At a high level, this pipeline supports two common configurations:
Option 1: Standard Architecture (with Dataflow)
[ Event Producers ] → [ Pub/Sub ]
↓
[ Dataflow Pipeline ]
↓
[ BigQuery Tables ]
Option 2: Simplified (Serverless) Architecture
[ Event Producers ] → [ Pub/Sub ]
↓
[ BigQuery Tables ]
Step 1: Ingest Events with Pub/Sub
Pub/Sub serves as the real-time ingestion layer for event streams. As a globally available service, it is a fully managed, serverless messaging service that provides high availability through synchronous, cross-zone message replication, ensuring reliable delivery at any scale. Built on the universally solid message queuing pattern, it enables high-speed, asynchronous data ingestion, effectively decoupling event producers from downstream processing. It supports at-least-once message delivery, and offers optional per-key in-order delivery. Pub/Sub features native integrations with Google Cloud services, making it an ideal entry point for real-time pipelines feeding systems like Dataflow for stream processing. And BigQuery for streaming ingestion. Security is built-in with fine-grained access controls and always-on encryption.
$ gcloud pubsub topics create events-stream
$ gcloud pubsub subscriptions create events-sub \
--topic=events-stream \
--enable-message-ordering
Best Practices
Use dead-letter topics for failed or malformed messages
Enable message ordering if sequence matters
Set message retention to 7 days for replay support
For teams that require capabilities like event enrichment, normalization (leveraging transformations), or windowed aggregations (utilizing state and time capabilities and features like FixedWindows) on their event streams, Google Cloud Dataflow, which is a fully managed streaming platform built on the open source Apache Beam SDK, offers full control over these complex stream processing tasks.

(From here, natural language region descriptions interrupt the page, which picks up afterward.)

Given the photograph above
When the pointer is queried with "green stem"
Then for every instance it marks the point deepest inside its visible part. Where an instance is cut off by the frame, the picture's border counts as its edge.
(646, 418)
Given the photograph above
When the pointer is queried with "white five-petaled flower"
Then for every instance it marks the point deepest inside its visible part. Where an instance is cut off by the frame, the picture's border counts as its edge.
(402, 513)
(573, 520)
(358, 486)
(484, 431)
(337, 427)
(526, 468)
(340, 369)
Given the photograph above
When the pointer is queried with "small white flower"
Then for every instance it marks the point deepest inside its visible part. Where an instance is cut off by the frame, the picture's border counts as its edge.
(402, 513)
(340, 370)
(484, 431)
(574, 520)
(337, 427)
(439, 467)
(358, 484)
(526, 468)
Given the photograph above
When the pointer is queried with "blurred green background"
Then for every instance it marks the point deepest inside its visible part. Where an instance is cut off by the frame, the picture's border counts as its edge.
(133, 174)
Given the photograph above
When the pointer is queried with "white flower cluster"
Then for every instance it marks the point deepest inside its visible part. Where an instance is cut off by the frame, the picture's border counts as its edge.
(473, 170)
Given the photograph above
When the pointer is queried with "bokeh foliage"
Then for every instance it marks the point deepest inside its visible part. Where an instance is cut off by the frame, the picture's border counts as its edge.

Dataflow, as a fully managed service, enables scalable ETL pipelines, real-time stream analytics, real-time ML, and complex data transformations using Apache Beam's unified model for both batch and streaming processing.
Here's an example in Python:
import apache_beam as beam
import json
def transform_event(event):
event['event_type'] = event['event_type'].lower()
return event
with beam.Pipeline(options=...) as p:
(
p
| 'ReadFromPubSub' >> beam.io.ReadFromPubSub(subscription='...')

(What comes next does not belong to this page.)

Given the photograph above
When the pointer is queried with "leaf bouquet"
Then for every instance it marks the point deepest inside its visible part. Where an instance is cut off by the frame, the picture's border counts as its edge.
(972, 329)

| 'ParseJSON' >> beam.Map(json.loads)
| 'Window' >> beam.WindowInto(beam.window.FixedWindows(60))
| 'Transform' >> beam.Map(transform_event)

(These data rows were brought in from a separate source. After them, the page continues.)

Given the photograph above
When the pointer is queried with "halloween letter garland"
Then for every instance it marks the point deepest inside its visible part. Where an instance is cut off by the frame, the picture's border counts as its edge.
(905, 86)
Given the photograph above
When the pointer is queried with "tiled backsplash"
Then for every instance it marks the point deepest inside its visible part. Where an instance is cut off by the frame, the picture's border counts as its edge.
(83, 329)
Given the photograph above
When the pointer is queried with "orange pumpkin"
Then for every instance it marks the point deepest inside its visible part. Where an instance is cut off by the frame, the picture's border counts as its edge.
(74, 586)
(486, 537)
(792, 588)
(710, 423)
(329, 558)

| 'WriteToBigQuery' >> beam.io.WriteToBigQuery(
table='project.dataset.events',
schema='event_type:STRING,event_time:TIMESTAMP,...',
write_disposition=beam.io.BigQueryDisposition.WRITE_APPEND
)
)
Dataflow Tips
Use FixedWindows for real-time rollups
Apply AllowedLateness to catch delayed events
Leverage schema-aware PTransforms for clarity and validation
Step 3: Stream into and Query from BigQuery
Whether Dataflow is processing your data before reaching its destination or being streamed directly from Pub/Sub using native Pub/Sub BigQuery subscriptions, BigQuery supports streaming inserts with sub-second availability. This means the ingested data is immediately available for querying, making BigQuery ideal for powering live dashboards or real-time alerting systems that require insights from the freshest data.
SELECT event_type
, COUNT(*) AS event_count
, TIMESTAMP_TRUNC(event_time, MINUTE) AS bucket
FROM `project.dataset.events`
WHERE 1=1
and event_time >= TIMESTAMP_SUB(
CURRENT_TIMESTAMP(), INTERVAL 1 HOUR
)
GROUP BY bucket, event_type
ORDER BY bucket DESC
Schema Best Practices
Partition by event_time
Cluster by user_id, event_type, or other high-cardinality fields
Use least-privilege roles and clearly scoped service accounts:
Security Enhancements
Enable CMEK for encryption
Use VPC-SC to restrict access perimeter
Turn on audit logs for full traceability
Hot Keys: Uneven distribution can throttle Dataflow workers.
Backpressure: Always implement retries and backoff at the producer side.
Late Events: Use allowed_lateness and consider accumulating vs discarding triggers.
Ultimately, this architectural choice – whether you leverage the full processing power of Google Cloud Dataflow for complex stream transformations or utilize the simplicity of direct Pub/Sub-to-BigQuery streaming via native subscriptions – provides the unbound flexibility required to precisely align your real-time analytics system with your unique latency demands (delivering insights at the speed of events with data immediately available for querying), processing complexity (from simple ingestion to intricate transformations), and cost objectives (leveraging serverless efficiency and optimized pricing), all while ensuring you can effortlessly scale to handle any volume of data.